Wondershaper—QOS in a Pinch
In past articles, I've discussed my BirdCam setup and how it automatically archives video footage from my bird feeders to YouTube every night. That's a really cool process, but unfortunately, it saturates my upstream bandwidth in the evening. I could get crafty with my firewall and limit the priority of traffic from my BirdCam server, but because it's using standard Web protocols to upload to YouTube, the firewall rules would be fairly complex. Thankfully, there's Wondershaper.
Because I'm running my BirdCam server on an independent machine, it doesn't affect any other programs on the server if I just limit the throughput on my Ethernet interface. There are three basic ways I know of to limit bandwidth on a Linux machine: using tc, trickle and Wondershaper.

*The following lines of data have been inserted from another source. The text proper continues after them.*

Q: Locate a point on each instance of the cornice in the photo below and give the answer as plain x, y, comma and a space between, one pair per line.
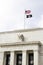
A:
21, 30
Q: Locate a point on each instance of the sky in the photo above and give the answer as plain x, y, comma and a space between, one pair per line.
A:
12, 14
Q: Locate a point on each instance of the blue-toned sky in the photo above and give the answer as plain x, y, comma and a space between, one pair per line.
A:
12, 14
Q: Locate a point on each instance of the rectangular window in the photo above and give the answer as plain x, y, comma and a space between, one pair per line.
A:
19, 59
7, 59
30, 59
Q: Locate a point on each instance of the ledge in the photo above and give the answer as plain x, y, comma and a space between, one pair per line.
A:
21, 43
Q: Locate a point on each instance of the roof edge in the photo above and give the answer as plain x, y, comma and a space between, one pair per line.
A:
21, 43
22, 30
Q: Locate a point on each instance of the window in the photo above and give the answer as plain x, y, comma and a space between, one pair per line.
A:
30, 58
7, 59
19, 59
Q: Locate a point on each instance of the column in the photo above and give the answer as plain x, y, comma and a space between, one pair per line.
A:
24, 58
1, 58
12, 57
36, 59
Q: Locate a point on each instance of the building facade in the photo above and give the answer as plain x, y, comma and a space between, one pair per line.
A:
21, 47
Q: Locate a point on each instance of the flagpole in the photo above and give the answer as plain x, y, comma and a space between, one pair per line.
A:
24, 20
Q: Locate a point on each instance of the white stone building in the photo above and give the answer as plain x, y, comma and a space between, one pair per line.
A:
21, 47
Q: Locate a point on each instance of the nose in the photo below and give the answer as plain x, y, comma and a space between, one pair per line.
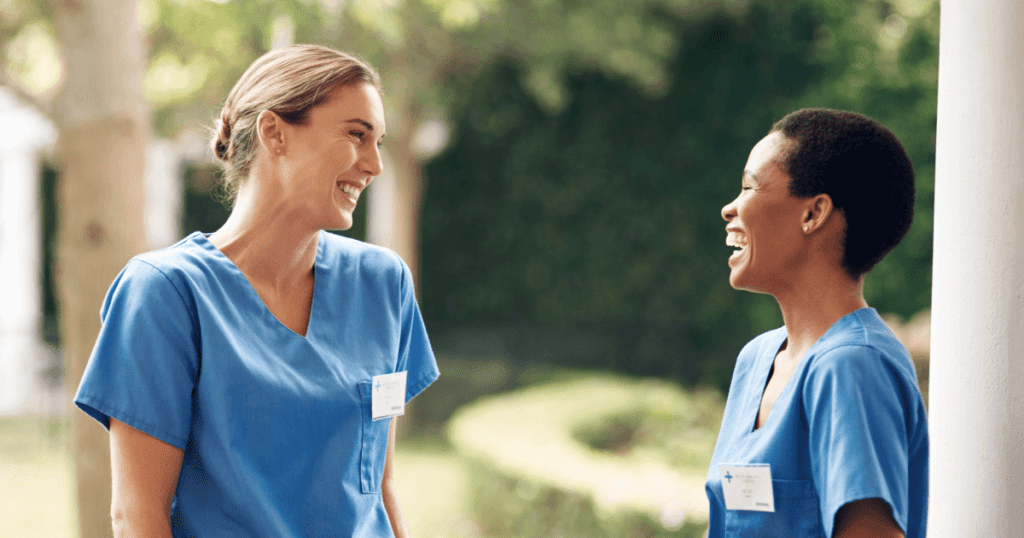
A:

The tc program is by far the most powerful. It's also by far the most complex. In fact, it's so complex that for my lazy purposes, it just isn't ideal. If you're looking for protocol-specific QOS on a local interface, tc is probably the tool for the job. It is overkill for me.
The trickle (and trickled) program seems like an ideal way to control the bandwidth on a per-application level. Supposedly, you simply can start a program with trickle, and it will limit the bandwidth available. Try as I might, however, I never could get it to do its job. Yes, I'm sure it's a perfectly wonderful tool, but again, I want something dead simple. Enter: Wondershaper.

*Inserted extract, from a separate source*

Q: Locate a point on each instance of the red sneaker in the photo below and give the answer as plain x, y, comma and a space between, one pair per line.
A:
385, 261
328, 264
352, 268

After installing Wondershaper on your system, it works by controlling the bandwidth on an entire interface. So this:
sudo wondershaper eth0 1250 125
will limit the eth0 interface to 10mbps down and 1mbps up. The numbers are listed in KB/s (that wasn't clear to me at first, but Google will convert mbps to KB/s for you). The setting is system-wide and should limit bandwidth for any network application. To clear the limit:
sudo wondershaper clear eth0
I simply put the command in my root user's crontab to execute on startup, and my BirdCam server doesn't monopolize my bandwidth when it uploads nightly to YouTube. It seems like a simple tool, and it is. But, it works so well and provides such a useful service, I'm making Wondershaper this month's Editors' Choice winner. It's not a new program, but it's something I'd never used before, and I can't imagine living without it!
(NOTE: before I get hundreds of e-mail messages, yes, I know Wondershaper is a program from 2002. I mentioned other newer, more robust alternatives above, but the truth is, Wondershaper still is a powerful, simple tool that does one thing and does it really well.)